Methods Development

You are here

The monumental amount of data generated from clinical and biological studies are the ultimate driving force for the research of Bioinformatics, especially in Methods development. Today, with the fast development of next-generation-sequencing technology, the ability to generate data has grown much rapidly than the ability to analyze and interpret the data sets. One the other hand, the emerging new technologies in next generation sequencing enable the measuring the activities of new bio-markers which were infeasible to detect before. Therefore, helping PIs deciphering the underlying biomedical principles from massive scale data remains a great challenge for bioinformaticians.

To meet these challenges, the bioinformatics specialists at CRI are well-equipped with the deep understanding of the properties of large-scale data, the biomedical background, as well as High Performance Computing clusters. Over the course of collaborating with biomedical researchers, bioinformaticians at CRI have refined in either assemble the workflow in state-of-art with available tools, or develop new methods to crack the hard shell of the questions which had never been addressed finely before. These pipelines employ the latest development and common understanding of bioinformatics community to address the following issues (but not limited to):

  • Optimize the experimental design for better accuracy and statistical significance under a limit budget
  • Improve the efficiency of alignment of the short reads generated under various experimental protocols to the reference genome
  • Accurately quantify the concentration of short reads at each genetic position through normalization
  • Improve the detection of significant different biological markers between samples/experimental conditions

  • Here, we would love to share a couple of stories of success in method development during the collaboration with PIs:

    Automated Batch Randomization for Better Study Design

    Data collected on high-throughput biological platforms, such as microarray and next-generation sequencing (NGS), can often be processed in parallel in batches, greatly lowering the cost and time for collection. However, details in the personnel, protocol, or instrument setting/calibration often vary slightly from batch-to-batch. When large studies with hundreds or thousands of samples are conducted, these variations may result in statistically significant, but biologically irrelevant, anomalies between batches, confounding efforts to determine true biological differences between sample conditions. Such batch effects can be mitigated by proper randomization, where sample traits, such as diseased or control, are evenly distributed across batches.
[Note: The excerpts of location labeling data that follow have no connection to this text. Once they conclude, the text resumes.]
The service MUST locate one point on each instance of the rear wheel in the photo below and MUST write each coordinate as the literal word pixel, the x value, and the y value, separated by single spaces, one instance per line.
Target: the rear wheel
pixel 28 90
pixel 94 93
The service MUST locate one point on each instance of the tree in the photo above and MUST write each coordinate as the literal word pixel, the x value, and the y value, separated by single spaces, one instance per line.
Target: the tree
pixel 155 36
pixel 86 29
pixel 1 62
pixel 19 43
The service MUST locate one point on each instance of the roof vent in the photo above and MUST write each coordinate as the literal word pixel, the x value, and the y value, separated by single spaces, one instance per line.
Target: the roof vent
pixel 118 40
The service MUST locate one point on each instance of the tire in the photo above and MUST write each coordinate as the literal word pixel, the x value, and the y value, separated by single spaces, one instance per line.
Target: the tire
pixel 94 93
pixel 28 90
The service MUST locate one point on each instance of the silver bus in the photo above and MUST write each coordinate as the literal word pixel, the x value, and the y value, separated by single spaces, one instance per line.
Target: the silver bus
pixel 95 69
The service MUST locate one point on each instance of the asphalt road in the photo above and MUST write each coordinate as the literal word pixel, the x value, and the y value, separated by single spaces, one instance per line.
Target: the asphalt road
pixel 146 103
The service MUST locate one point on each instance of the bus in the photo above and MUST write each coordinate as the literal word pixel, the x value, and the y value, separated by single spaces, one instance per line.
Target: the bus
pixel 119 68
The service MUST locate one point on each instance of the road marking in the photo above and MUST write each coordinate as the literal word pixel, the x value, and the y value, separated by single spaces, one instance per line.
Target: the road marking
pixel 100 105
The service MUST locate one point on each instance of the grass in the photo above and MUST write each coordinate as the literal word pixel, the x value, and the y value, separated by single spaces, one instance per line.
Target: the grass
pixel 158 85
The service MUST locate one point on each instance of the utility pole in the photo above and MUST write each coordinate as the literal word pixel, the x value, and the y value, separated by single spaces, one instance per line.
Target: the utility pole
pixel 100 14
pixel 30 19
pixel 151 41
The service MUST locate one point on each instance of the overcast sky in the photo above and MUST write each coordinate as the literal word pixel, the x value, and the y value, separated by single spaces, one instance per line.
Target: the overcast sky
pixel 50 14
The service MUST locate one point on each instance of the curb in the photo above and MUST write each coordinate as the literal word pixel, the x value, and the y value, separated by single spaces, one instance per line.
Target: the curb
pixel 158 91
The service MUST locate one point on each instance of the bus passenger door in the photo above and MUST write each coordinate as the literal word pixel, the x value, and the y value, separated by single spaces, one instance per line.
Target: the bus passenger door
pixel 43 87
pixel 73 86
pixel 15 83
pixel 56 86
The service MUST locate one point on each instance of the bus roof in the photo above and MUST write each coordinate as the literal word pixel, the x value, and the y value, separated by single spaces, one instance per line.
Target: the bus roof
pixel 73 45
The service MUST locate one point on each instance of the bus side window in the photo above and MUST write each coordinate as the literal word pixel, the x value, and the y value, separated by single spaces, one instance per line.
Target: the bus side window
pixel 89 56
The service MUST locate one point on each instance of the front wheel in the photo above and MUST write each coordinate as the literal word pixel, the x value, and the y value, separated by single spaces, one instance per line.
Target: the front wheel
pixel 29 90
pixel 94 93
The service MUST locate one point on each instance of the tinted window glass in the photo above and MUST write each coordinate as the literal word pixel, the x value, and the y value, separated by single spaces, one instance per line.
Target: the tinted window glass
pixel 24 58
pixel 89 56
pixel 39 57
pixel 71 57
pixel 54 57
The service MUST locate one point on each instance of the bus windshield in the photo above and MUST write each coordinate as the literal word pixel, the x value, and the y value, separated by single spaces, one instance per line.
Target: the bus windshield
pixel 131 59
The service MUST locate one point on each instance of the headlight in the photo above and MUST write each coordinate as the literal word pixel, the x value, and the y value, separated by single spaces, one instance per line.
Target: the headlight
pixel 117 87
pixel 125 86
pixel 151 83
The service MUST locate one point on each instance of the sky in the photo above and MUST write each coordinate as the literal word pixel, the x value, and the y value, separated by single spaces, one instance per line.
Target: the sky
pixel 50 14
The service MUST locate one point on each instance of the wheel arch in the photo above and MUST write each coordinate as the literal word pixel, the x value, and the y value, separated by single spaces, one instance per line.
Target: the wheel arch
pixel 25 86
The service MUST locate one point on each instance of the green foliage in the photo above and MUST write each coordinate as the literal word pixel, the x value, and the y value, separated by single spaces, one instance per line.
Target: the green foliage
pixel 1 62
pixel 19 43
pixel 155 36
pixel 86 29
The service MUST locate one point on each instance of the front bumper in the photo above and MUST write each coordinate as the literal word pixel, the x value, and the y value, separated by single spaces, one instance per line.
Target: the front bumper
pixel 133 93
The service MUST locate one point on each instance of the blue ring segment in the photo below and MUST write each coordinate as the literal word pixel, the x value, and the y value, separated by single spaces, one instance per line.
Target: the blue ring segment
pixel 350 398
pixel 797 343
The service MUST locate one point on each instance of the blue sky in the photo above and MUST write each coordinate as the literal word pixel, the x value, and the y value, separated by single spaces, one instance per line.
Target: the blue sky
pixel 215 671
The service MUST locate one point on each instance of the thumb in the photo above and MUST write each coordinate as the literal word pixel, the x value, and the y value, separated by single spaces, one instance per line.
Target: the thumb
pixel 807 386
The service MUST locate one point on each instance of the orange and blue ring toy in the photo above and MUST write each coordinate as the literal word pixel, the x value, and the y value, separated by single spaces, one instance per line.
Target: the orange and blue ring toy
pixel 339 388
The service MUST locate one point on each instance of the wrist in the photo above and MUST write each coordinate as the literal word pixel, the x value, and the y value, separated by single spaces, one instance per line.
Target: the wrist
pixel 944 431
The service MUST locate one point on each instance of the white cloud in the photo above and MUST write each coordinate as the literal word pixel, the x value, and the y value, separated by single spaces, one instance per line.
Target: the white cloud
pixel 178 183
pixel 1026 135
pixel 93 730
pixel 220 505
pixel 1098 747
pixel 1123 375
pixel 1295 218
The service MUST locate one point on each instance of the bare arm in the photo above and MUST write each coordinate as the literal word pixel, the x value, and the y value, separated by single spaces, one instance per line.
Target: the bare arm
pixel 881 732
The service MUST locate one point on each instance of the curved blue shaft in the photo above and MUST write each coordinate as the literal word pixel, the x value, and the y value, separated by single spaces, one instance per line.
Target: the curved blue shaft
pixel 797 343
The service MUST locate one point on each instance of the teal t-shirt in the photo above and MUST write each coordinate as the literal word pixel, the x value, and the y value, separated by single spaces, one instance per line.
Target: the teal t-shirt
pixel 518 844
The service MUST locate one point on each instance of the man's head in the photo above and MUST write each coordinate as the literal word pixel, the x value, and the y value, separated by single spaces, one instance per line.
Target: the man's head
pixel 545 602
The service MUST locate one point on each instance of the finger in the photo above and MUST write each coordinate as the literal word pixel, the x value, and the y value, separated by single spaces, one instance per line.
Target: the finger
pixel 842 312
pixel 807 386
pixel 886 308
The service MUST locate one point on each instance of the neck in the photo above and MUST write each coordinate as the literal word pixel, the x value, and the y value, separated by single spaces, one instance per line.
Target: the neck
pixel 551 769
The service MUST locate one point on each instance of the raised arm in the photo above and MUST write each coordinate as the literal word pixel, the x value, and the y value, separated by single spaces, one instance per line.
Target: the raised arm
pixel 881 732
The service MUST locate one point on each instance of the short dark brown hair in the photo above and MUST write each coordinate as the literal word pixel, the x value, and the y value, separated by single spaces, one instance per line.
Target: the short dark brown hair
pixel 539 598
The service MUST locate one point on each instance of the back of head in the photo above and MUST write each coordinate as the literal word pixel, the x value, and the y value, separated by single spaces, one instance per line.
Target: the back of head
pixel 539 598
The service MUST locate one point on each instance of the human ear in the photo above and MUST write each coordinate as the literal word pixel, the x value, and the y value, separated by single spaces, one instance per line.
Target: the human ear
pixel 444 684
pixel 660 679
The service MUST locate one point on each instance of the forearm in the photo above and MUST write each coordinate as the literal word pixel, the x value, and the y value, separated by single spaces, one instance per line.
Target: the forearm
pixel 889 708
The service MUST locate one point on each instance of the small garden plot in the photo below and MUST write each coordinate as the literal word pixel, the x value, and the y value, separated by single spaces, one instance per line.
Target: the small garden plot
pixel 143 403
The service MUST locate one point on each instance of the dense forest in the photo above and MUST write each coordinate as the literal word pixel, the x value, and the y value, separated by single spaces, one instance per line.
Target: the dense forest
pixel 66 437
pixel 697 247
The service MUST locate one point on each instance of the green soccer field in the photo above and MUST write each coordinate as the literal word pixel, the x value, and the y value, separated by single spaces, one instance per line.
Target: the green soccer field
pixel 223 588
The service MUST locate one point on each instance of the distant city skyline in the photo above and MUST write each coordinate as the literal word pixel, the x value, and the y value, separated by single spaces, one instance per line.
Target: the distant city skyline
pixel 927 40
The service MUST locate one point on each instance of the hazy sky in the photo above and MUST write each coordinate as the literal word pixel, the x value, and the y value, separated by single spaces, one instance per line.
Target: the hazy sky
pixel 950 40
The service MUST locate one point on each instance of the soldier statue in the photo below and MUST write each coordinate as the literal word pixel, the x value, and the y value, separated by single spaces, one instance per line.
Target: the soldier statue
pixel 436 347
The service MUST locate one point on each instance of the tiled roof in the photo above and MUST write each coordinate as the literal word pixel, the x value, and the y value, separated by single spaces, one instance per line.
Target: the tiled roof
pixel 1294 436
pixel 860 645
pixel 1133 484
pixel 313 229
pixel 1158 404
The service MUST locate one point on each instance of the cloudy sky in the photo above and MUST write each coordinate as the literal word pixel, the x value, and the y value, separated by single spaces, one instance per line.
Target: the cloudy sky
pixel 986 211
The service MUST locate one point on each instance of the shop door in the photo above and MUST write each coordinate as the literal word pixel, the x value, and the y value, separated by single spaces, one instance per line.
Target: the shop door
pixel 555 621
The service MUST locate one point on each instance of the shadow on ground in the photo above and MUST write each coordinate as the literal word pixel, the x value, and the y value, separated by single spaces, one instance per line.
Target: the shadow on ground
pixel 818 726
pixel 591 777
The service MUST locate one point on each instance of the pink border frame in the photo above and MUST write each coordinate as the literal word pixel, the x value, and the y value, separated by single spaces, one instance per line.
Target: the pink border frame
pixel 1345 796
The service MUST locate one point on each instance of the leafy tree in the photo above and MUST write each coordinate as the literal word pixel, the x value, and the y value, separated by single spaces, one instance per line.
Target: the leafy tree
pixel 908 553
    To correctly remove the batch effect, the bioinformaticians at CRI developed a computational tool called ARTS (Automated Randomization of multiple Traits for Study design) for automated study randomization, which can be applied to a study of any size, with any number of traits and any batch size. ARTS uses a genetic algorithm to optimize an objective function based on a rigorous statistic from information theory, mutual information. ARTS’ performance shows a good balance between computational speed and optimization quality. Researchers may access ARTS via a downloadable command-line tool, as well as at the Galaxy installation hosted by the UIC Center for Research Informatics (CRI) at

    Detection and interpretation of extrachromosomal microDNAs from next-generation sequencing data

    Extrachromosomal microDNAs are short, circular DNA molecules derived from genomic DNA. They are typically hundreds of nucleotides long, and appear to be omnipresent in mammalian cells. However, their mechanism of formation and function in cells is far from being understood.
    The major roadblocks in microDNA studies include the lack of a robust computational methodology for detecting them from next-generation sequencing (NGS) data and a clear path to interpreting their presence in cells. Confounding these problems is the extremely low molecular reproducibility observed for microDNAs, where biologically replicated experiments turn up very few identical microDNAs.

    CRI has developed a systematic and flexible pipeline for detecting microDNAs in NGS data. By using the pipeline, we were able to provide a system-based interpretation of microDNAs which substantially increase the concordance between biological replicates, and as well distinguish different conditions from each other, from the microDNA data with low molecular reproducibility.

    The methods developed at CRI represent novel and potentially impactful developments that may be of interest to the wider research community, and we may choose to publish the method. This action helps bioinformaticians remain active members of this community, and provides benefits to collaborators as well. Much of the time, we enlist the advice the PI and their group in the preparation of the paper, in which case they will be included in the authorship. Additionally, when researchers publish the results of the original project they can cite a peer-reviewed method for their analysis. Any data required to demonstrate the novel method would be drawn from publicly available sources (e.g., GEO), reserving the biological insights gained in the collaboration for publication by the PI.